Complete bacterial diversity profiling (bactDNA) is part of our suite of NGS analyses and is used to provide clarity on the diversity and composition of the bacterial community present in rivers, lakes, bores, reservoirs, sewage, treated water, in short - any water matrix. The test provides a ranking of the presence of bacterial DNA from highest to lowest prevalence (as a percentage of the total DNA extracted from the sample).
Conventional methods for detecting bacterial contamination are based on traditional culture techniques which only target specific bacteria, some of which require days of incubation. This means scientists only identify those bacteria they are searching for – while others are left out.
The benefits of Next Generation Sequencing (NGS) of bacteria can be realised without the need for any of the traditional culture techniques. All that is required is a 1L water sample (or 1g of soil) from which we screen the microbial community genomes present.
Our technique enables us to identify strains of bacteria that usually cannot be successfully cultured, take long periods of time to grow and/or require complicated growth techniques to get a result.
A quantum leap in testing for bacterial contamination
Bacterial Diversity Profiling enables us to identify the relative proportion of micro-organisms present in a mixed microbial community. This detailed snapshot of the microbial community can have many applications, for example to examine taste and odour issues in water due to biofilms, to detect the presence of problematic organisms in surface water, in groundwater bores or to assess and track the health of microbial populations in wastewater treatment plants for increasing the efficiency of operational processes.
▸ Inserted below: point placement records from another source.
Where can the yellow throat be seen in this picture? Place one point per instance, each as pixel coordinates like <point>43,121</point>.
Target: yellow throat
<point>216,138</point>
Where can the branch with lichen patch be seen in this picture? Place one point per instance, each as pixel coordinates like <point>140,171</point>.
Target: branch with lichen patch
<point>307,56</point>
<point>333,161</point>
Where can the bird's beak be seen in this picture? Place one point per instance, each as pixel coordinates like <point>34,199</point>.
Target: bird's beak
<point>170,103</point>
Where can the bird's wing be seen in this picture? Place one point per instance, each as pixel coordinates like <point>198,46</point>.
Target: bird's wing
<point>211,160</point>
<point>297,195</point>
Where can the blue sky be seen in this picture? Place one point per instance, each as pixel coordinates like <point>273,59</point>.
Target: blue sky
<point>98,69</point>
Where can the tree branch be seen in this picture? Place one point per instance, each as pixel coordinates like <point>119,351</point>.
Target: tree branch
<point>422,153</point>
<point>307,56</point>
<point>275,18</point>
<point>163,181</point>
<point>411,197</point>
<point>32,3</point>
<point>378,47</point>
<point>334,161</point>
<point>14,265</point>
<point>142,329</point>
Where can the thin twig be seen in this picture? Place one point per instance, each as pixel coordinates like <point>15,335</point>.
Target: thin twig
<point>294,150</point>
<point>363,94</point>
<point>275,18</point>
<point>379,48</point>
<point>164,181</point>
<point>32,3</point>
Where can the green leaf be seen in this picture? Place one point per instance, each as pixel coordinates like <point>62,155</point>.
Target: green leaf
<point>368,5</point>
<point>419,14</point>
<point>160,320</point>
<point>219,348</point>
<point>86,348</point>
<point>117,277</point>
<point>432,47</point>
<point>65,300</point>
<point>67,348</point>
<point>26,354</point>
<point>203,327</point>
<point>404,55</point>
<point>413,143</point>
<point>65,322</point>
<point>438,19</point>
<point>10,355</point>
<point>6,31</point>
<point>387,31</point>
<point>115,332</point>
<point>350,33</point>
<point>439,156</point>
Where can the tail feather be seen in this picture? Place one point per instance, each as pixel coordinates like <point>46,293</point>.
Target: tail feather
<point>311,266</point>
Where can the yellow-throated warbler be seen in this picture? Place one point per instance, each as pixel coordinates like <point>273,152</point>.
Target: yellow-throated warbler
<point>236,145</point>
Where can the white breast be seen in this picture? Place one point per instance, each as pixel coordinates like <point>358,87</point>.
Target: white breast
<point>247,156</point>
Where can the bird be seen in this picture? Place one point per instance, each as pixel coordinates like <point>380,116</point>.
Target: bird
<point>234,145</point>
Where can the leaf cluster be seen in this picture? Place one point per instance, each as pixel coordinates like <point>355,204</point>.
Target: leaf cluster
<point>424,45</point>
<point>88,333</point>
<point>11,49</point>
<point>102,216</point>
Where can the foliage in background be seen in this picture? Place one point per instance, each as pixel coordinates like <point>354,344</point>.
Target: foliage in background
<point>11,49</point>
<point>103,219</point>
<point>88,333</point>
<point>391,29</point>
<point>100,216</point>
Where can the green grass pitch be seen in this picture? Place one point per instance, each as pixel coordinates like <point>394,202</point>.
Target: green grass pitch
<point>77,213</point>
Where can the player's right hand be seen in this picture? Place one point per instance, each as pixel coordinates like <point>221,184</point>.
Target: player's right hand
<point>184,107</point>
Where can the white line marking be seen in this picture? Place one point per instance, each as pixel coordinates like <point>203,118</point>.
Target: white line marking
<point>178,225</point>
Furthermore, the bacterial DNA data can be used to make assessments over time, based on sample baseline data. The bacterial DNA detected in a sample can be monitored to determine if the community structure is shifting to favour different bacterial groups and becoming more problematic. The bacterial DNA diversity profile represents the current status of the sample and should remain relatively static, depending on the source, volume and (if applicable) disinfection protocols.
Results
Results are presented in a NATA accredited, user-friendly report (PDF format) which includes a ranking of bacteria in order of relative abundance (% of mapped reads). The report also includes dot-point comments against orders detected.
Interpretational reporting in pdf/graphic formats allowing characterisation of the bacterial population, taxonomical analysis and species identification in the supplied sample. This is further enhanced through visualisation in the report. Interactive Krona plots are also provided to enable ‘zoomable’ visualisation of your results. Operational Taxonomic Unit (OTU) tables and raw sequencing files are available on request.
Our application provides the most extensive 16S rRNA coverage currently available in the Australian water industry. Our method examines seven of the nine hypervariable regions in the bacterial 16s rRNA gene - currently the most of any system and all in one efficient process. Our process compares the sequences against our defined and curated database, thus delivering the most discriminatory and sensitive bacterial NGS system available. If required, any unknown isolates can be further identified, thus creating a unique database.
Samples are PCR amplified, with universal primer sets covering seven of the nine hypervariable regions of bacterial 16S rRNA. This enables the identification of a broad range of bacteria down to the genus/species level. The amplicons are barcoded, pooled and then sequenced. Proprietary bioinformatics software and curated reference databases are used to identify the bacteria present in samples.
Using this technology, we are able to deliver the most discriminatory and sensitive bacterial NGS system available. The AWQC method employs two pieces of robotic equipment - an ION Chef(TM) and an ION S5(TM) - to create DNA chips and unique barcodes for the bacteria found in a water sample, providing detailed and reliable information.
With three independent bacterial bioinformatics pipeline methods on offer (custom BLAST, QIIME2 and Kraken2), we can customise our analysis for any bacterial issue encountered, including complex biofilms.
This analysis provides semi-quantitative abundance estimates of the organisms prevalent in a sample by percentage and as such provides a means to compare microbial populations between samples.
Note: The size of the water body, habitat of the defined species, time of year and period of collection, water flow and other hydrological factors need to be taken into consideration for optimal sampling design and subsequent bacterial diversity profiling to be effective.
Sample container
Water matrix: two sterile, DNA free, sodium thiosulphate dosed 1L PET bottles
Sludge / soil / sewage matrix: minimum of 1g in sterile sludge pot/container
Label
1.25L - Bacto – ptdna – none - sterile – air gap
Analytes & holding times
All water types
Sludge / soil / sewage matrix
Process within a maximum of 24hrs from time of collection.
Notes
Sampler must follow DNA sampling procedure WI-375
Turnaround Time (TAT)
* The DNA from all samples is extracted on receipt and stored until analysis. AWQC schedules one bacterial diversity profiling run in the third week of each month.
* By special request, samples can be run as soon as possible on receipt.